One of those desirable properties is the ability to form reversible covalent bonds with the target of the drug. This reversibility could prevent drugs from permanently locking onto incorrect targets, Raines says. Another useful feature is that the boron-containing group — also known as benzoxaboralone — forms many weaker bonds called hydrogen bonds with other molecules, which helps to ensure a tight fit once the right target is located.
Once they showed that benzoxaboralone was significantly more stable than boron in other contexts, the researchers used it to create a molecule that can bind to transthyretin. This protein, which carries hormones through the bloodstream, can cause amyloid diseases when it misfolds and clumps. Drugs that bind to transthyretin can stabilize it and prevent it from clumping. The research team showed that adding benzoxaboralone to an existing drug helped it to bind strongly with transthyretin.
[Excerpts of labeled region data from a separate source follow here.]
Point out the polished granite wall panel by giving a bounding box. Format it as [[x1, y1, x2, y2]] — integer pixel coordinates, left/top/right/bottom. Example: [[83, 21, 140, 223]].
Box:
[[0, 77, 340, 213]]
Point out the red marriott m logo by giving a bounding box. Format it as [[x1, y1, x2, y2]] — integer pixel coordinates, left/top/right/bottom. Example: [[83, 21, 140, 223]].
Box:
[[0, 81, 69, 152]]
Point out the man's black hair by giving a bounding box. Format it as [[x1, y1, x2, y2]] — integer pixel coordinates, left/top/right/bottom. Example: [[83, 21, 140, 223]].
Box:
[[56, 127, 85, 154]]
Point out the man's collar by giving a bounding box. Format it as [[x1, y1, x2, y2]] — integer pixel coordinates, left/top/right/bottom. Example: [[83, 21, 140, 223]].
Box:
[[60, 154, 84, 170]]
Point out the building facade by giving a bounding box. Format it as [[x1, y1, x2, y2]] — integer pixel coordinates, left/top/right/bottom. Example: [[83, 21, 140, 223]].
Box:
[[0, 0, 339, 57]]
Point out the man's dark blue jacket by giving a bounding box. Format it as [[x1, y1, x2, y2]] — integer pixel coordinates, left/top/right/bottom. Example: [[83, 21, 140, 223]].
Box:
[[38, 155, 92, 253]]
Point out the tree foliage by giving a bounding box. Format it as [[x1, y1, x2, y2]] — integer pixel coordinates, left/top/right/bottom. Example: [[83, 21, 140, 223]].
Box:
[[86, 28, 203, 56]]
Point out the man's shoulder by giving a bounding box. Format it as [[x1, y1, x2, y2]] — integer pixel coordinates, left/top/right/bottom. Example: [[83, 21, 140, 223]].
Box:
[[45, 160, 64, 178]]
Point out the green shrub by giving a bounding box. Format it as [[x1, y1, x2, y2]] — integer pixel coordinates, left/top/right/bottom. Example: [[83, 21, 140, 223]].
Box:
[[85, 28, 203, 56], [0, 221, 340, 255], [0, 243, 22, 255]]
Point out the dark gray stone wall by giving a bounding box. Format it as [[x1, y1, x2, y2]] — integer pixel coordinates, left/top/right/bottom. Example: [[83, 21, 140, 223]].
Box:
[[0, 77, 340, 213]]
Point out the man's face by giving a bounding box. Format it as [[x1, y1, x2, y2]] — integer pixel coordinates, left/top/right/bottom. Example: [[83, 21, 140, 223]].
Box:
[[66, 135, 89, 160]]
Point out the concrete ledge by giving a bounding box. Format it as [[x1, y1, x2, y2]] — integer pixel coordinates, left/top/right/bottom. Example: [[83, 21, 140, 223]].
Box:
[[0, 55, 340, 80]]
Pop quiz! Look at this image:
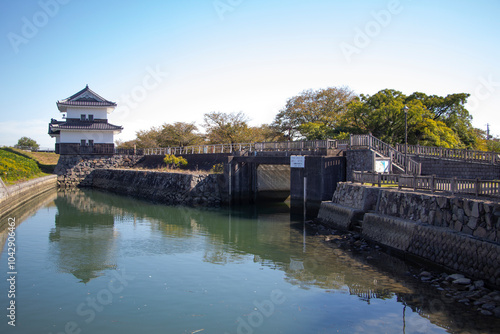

Benzoxaboralone may offer medicinal chemists a useful tool that they can explore in many different types of drugs that bind to proteins or sugar molecules, Raines says. His lab is now working on a new version of darunavir that incorporates benzoxaboralone. They recently developed a way to synthesize this compound and are now in the process of measuring how strongly it binds to HIV protease.
“We are working hard on this because we think that this scaffold will provide much greater stability and utility than any other presentation of boron in a biological context,” Raines says.
MIT has filed for a patent on the use of benzoxaboralone in medicinal chemistry and other areas. The research was funded by the National Institutes of Health and the National Science Foundation.